Arthur Andersen rejected this, too, because it was too indefinite. Thereafter, on September 28, Gazzigli obtained a blank fax coversheet on the Customer's letterhead from one of the BroadVision employees who was working on-site at the Customer's headquarters. Several hours later, the BroadVision's finance department received a fax purportedly signed by an employee of the Customer, which contained cancellation language that had been approved by the auditors.2 After the document was forwarded to Arthur Andersen, the firm withdrew its objection and BroadVision recognized $4 million of license revenue for the September 2001 quarter.
Shortly after Gazzigli left BroadVision in January 2002, the Customer requested that the company issue an invoice for the 2002 maintenance fee of $720,000 under the SLSA and the remaining payment of $140,000 for the two engineers under the SOW. On February 20, a BroadVision finance department employee told the on-site BroadVision personnel that she understood that the Customer had canceled the SOW and the change orders in September 2001. On February 21, one of the on-site employees responded that neither he nor the service manager and account team assigned to the Customer "were notified by [the Customer] that the SOW had been cancelled. So this comes somewhat as a surprise to me. In fact, [the Customer] is the one asking to be invoiced for the services that we are continuing to provide under the SOW."

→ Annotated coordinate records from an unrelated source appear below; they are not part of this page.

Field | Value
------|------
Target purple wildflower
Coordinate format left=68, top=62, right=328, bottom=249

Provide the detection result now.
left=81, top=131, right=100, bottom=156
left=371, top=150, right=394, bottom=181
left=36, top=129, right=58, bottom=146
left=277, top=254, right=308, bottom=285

This exchange led to an internal investigation by BroadVision's outside counsel and Arthur Andersen. After completing the investigation, Arthur Andersen determined that BroadVision should not have recognized all of the software license revenue from this transaction in the third quarter of 2001. Accordingly, on April 1, 2002, BroadVision restated its financial results for the third quarter and filed an amended Form 10-Q with the Commission. The restatement reduced BroadVision's revenue for the third quarter of 2001 by approximately $3.5 million.3 When the restatement was publicly announced, BroadVision's share price declined nearly 15%.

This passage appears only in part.